Under the proposal, the concessional tax rate would double to 30 per cent on the portion of super balances above $3 million.
The policy aims to curb the number of high net-worth individuals using superannuation for tax deduction purposes rather than for their retirement.
Dr Chalmers said the government didn’t have the numbers in the Senate to pass the legislation and needed to engage with the crossbench.
“Our intention and our preference would be to legislate what we announced,” he told ABC radio on Thursday.
“We’ve done years of consultation now.
“In this case, with the Greens in the Senate to try and legislate the plan that we announced all of those years ago.”

With the median super balance for 60 to 64 year olds sitting at roughly $200,000 for men and $150,000 for women, the vast majority of Australians are unlikely to feel the impact of Labor’s proposal.
It is estimated to affect 0.5 per cent of Australian savers, or roughly 80,000 people according to the Australia Institute.
The wealthiest 10 per cent are receiving 40 per cent of superannuation tax breaks, the treasurer says.
The 42 self-managed super funds with more than $100 million in assets receive more than $140 million every year in tax breaks, according to reports.
But the coalition has vowed to fight back against the policy, as they are opposed to any tax on unrealised gains.
Shadow treasurer Ted O’Brien said he didn’t believe it was a “fair call” and said younger Australians would be caught in the net over time.
“Our belief as a coalition … is that Australia should have lower tax, simpler tax, and fairer tax, and what Labor is putting on the table with its superannuation tax breaches all of those things,” he told ABC’s News Breakfast.

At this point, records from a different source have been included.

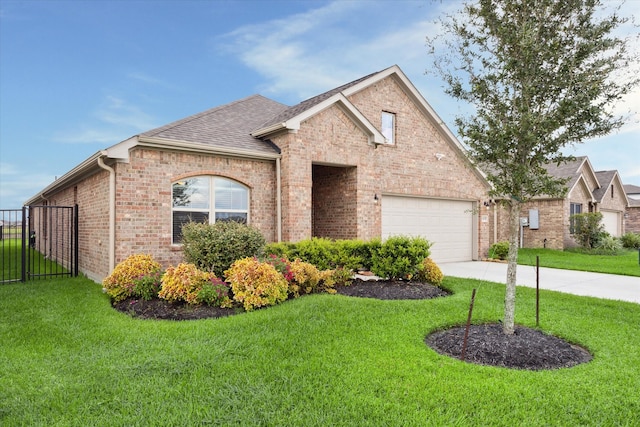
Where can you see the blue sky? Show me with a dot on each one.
(79, 76)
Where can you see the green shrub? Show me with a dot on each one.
(256, 284)
(399, 256)
(215, 293)
(317, 251)
(609, 244)
(189, 284)
(428, 271)
(587, 229)
(121, 283)
(147, 287)
(214, 247)
(304, 278)
(631, 240)
(499, 250)
(329, 279)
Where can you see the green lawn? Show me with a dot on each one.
(626, 263)
(69, 359)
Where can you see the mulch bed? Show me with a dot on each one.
(391, 289)
(486, 344)
(526, 349)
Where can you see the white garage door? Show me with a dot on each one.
(448, 224)
(611, 222)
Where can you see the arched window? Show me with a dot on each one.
(208, 199)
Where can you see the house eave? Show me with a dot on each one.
(194, 147)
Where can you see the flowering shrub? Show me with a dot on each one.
(429, 271)
(304, 278)
(121, 283)
(256, 284)
(189, 284)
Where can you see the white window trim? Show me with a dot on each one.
(211, 210)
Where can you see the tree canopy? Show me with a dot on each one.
(541, 75)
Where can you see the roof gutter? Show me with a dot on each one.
(173, 144)
(112, 209)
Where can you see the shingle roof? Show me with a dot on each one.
(631, 189)
(227, 126)
(604, 178)
(309, 103)
(567, 170)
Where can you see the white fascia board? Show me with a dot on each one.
(179, 145)
(375, 136)
(294, 123)
(583, 182)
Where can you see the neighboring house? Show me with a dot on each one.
(632, 215)
(368, 159)
(548, 219)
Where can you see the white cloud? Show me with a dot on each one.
(311, 52)
(115, 120)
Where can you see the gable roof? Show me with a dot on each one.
(605, 178)
(228, 126)
(570, 170)
(631, 189)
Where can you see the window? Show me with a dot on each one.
(389, 127)
(574, 209)
(208, 199)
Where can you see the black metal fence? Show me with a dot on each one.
(38, 242)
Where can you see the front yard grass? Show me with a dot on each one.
(70, 359)
(626, 263)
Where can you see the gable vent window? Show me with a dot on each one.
(389, 127)
(207, 199)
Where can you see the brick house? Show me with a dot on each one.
(587, 191)
(367, 159)
(632, 215)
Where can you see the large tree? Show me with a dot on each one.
(539, 75)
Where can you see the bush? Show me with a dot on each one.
(329, 279)
(304, 278)
(631, 240)
(121, 283)
(326, 253)
(609, 244)
(147, 287)
(587, 229)
(428, 271)
(499, 250)
(214, 247)
(256, 284)
(189, 284)
(399, 256)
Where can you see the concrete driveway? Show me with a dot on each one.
(608, 286)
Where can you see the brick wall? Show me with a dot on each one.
(409, 167)
(144, 199)
(632, 219)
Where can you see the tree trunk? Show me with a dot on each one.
(508, 324)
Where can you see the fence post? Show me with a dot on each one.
(76, 249)
(23, 256)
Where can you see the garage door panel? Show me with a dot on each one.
(448, 224)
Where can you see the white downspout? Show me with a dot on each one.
(278, 202)
(112, 211)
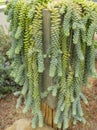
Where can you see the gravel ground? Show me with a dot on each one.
(9, 114)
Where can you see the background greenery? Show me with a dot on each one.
(6, 82)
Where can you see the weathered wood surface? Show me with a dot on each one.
(47, 81)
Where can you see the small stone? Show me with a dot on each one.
(25, 124)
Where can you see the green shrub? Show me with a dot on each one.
(5, 80)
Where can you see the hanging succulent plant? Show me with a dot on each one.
(71, 54)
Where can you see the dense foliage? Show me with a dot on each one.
(71, 53)
(6, 82)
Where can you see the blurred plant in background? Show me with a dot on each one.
(6, 82)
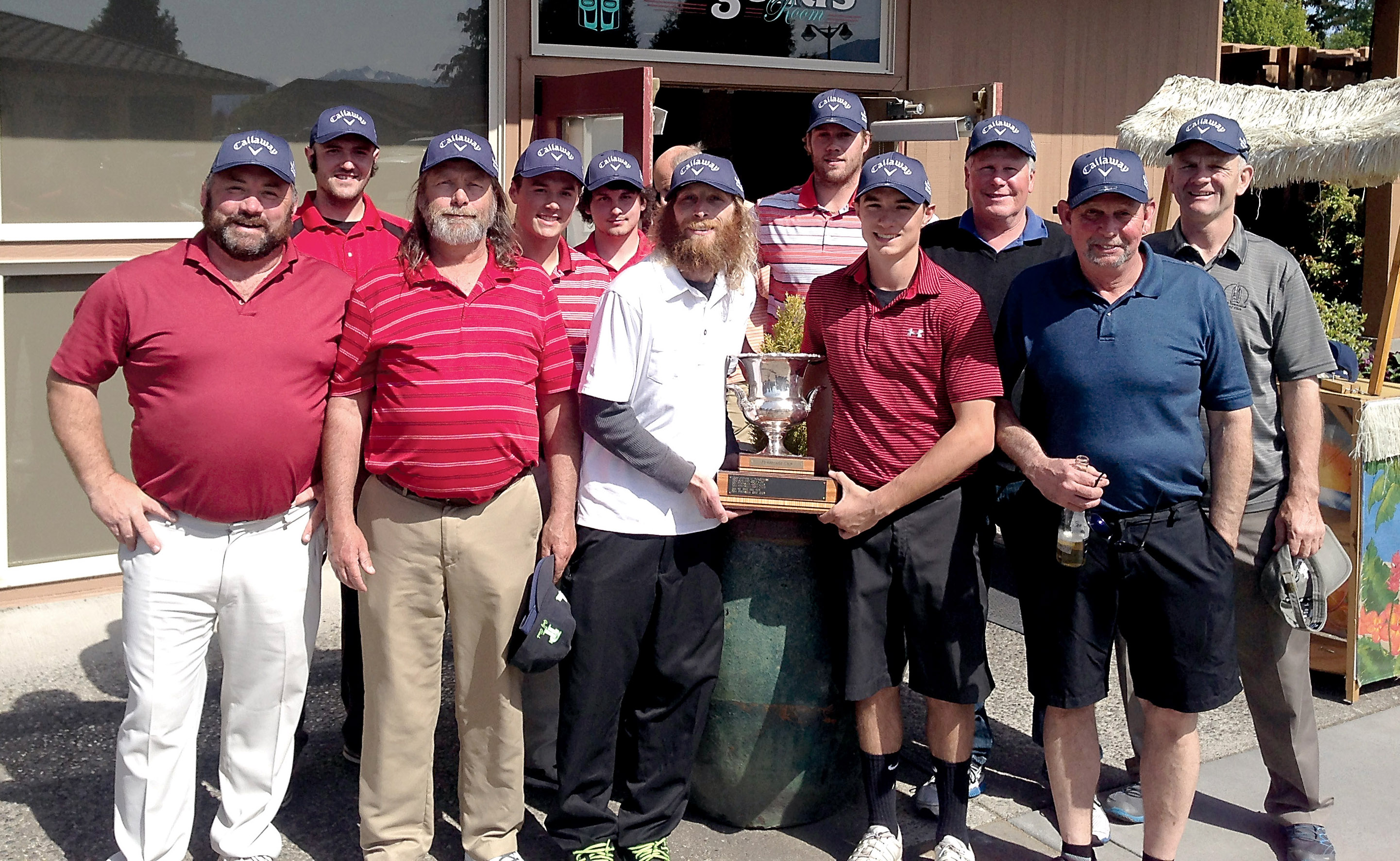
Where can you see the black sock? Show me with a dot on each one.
(952, 798)
(879, 789)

“Every aspect of this is looking awful, and it certainly does not align with our values as a Liberal Party, or indeed, a Liberal National coalition.”
Critics say the policy’s introduction of a tax on unrealised capital gains goes against the fundamentals of the tax system and would have unintended consequences, such as driving investment off-shore and threatening Australia’s financial stability.
Unrealised gains are ‘paper profits’ – increases in the value of assets such as properties or shares that haven’t been cashed in.

On Wednesday, Dr Chalmers said calculation of unrealised gains was not unique in the tax system, and that any losses can be carried forward against any gains.
Tax on unrealised gains is already part of the Australian tax system and is, for example, paid under land tax regimes.
The Greens support the legislation in principle but want the threshold lowered to $2 million and indexed in line with inflation.
Greens senator Sarah Hanson-Young said the ball was in the government’s court.
“We want a reform to the system that makes it stronger and fairer,” she told Sky News on Thursday.